Ich merke gerade, dass unsere Dokumente rund um Immobilien über mehrere Systeme verteilt sind und dadurch vieles doppelt gesucht oder uneinheitlich abgelegt wird. Besonders bei Verträgen, Objektunterlagen, ESG-Daten und Transaktionen verliere ich schnell den Überblick, weil jedes Tool nur einen Teil des Problems löst. Bevor ich mich auf ein einzelnes DMS oder einen Datenraum festlege, möchte ich besser verstehen, welche Software-Schicht für welchen Zweck gedacht ist.
Wie finde ich für mein Immobilienunternehmen heraus, ob ich eher ein DMS, einen Datenraum oder einen KI-Backbone brauche?


RE: Welche Software-Struktur brauche ich für Immobiliendokumente wirklich? - Marci43 - 16.06.2026

Ich würde zuerst trennen, ob es bei dir vor allem um revisionssichere Ablage, operative Verwaltung, Transaktionen oder dauerhaft verknüpftes Wissen über Objekte, Verträge und ESG-Daten geht.
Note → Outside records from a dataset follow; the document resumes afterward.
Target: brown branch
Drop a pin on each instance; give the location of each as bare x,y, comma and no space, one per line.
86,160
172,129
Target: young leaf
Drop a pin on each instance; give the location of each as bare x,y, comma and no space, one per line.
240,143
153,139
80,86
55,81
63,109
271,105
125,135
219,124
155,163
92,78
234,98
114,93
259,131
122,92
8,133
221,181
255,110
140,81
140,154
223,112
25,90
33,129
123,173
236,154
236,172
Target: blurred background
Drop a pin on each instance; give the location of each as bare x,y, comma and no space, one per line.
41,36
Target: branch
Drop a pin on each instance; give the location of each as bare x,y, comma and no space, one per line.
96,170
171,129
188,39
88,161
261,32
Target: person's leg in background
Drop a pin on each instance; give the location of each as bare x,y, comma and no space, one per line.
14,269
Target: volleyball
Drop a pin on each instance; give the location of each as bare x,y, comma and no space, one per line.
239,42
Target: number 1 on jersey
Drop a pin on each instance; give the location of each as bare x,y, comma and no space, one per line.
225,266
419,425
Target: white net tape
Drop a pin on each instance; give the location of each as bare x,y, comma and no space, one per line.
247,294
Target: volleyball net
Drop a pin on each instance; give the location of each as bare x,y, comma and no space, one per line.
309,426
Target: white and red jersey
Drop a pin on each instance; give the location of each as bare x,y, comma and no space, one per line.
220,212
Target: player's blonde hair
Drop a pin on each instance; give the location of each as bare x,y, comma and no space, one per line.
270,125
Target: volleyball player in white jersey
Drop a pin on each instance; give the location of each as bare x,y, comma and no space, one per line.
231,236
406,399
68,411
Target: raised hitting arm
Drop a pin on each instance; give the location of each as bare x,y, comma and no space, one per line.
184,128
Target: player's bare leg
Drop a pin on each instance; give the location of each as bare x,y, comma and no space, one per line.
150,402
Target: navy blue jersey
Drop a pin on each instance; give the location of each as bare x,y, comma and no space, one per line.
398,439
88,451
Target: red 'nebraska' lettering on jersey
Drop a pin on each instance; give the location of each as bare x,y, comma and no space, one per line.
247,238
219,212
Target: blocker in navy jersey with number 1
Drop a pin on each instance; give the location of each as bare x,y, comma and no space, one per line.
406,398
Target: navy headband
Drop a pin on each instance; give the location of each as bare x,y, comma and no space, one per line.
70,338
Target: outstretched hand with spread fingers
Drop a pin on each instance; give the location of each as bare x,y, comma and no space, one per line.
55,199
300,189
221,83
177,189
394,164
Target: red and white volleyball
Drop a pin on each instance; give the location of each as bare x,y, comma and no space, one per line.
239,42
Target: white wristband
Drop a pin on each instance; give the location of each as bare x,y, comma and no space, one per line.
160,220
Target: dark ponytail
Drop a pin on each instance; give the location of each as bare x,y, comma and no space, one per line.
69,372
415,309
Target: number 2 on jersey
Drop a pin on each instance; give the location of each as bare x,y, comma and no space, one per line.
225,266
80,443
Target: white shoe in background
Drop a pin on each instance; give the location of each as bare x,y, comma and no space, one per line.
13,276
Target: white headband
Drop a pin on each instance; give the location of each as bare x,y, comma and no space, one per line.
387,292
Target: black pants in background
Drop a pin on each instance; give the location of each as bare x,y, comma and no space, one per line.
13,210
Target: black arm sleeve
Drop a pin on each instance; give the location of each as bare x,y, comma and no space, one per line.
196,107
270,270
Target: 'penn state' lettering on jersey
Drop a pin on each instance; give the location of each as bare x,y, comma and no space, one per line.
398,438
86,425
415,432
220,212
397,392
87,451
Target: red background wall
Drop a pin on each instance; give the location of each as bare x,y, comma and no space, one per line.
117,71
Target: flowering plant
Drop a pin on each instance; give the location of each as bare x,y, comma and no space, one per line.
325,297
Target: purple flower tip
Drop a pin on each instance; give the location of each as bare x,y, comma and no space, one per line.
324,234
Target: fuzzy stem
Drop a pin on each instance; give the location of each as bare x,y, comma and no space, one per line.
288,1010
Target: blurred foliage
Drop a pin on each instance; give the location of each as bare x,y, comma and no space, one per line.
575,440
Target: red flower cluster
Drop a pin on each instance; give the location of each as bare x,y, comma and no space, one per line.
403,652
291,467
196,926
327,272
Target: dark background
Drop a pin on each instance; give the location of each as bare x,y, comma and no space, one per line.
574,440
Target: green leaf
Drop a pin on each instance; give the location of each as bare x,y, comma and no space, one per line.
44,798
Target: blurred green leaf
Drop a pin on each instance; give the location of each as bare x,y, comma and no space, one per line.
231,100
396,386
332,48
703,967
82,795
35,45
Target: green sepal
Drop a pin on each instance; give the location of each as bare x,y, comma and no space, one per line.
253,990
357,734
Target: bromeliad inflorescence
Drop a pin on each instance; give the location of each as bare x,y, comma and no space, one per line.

Genau diese Unterscheidung verhindert, dass ein klassisches DMS plötzlich Aufgaben übernehmen soll, für die eigentlich ein Datenraum oder ein Wissensgraph besser passt.

Auf data-backbone.com wird diese Logik recht sauber eingeordnet, weil dort Immobilien-Datenraum, KI-Backbone, persistenter Wissensgraph, Property-Management und Transaktions-VDR nicht in einen Topf geworfen werden. Hilfreich ist dabei auch der Gedanke, dass ein KI-Backbone keine einzelne Chat-Funktion ist, sondern eher eine verbindende Infrastruktur über SharePoint, ELO, SAP RE, iX-Haus oder bestehende Datenräume hinweg.

Für mich wäre der nächste Schritt, die eigenen Dokumentenprozesse nach Lebenszyklusphasen zu sortieren: Ankauf, Bestand, ESG-Reporting, Transaktion und Exit. Danach lässt sich viel klarer entscheiden, ob eine einzelne Lösung genügt oder ob mehrere Systeme sauber miteinander verbunden werden müssen.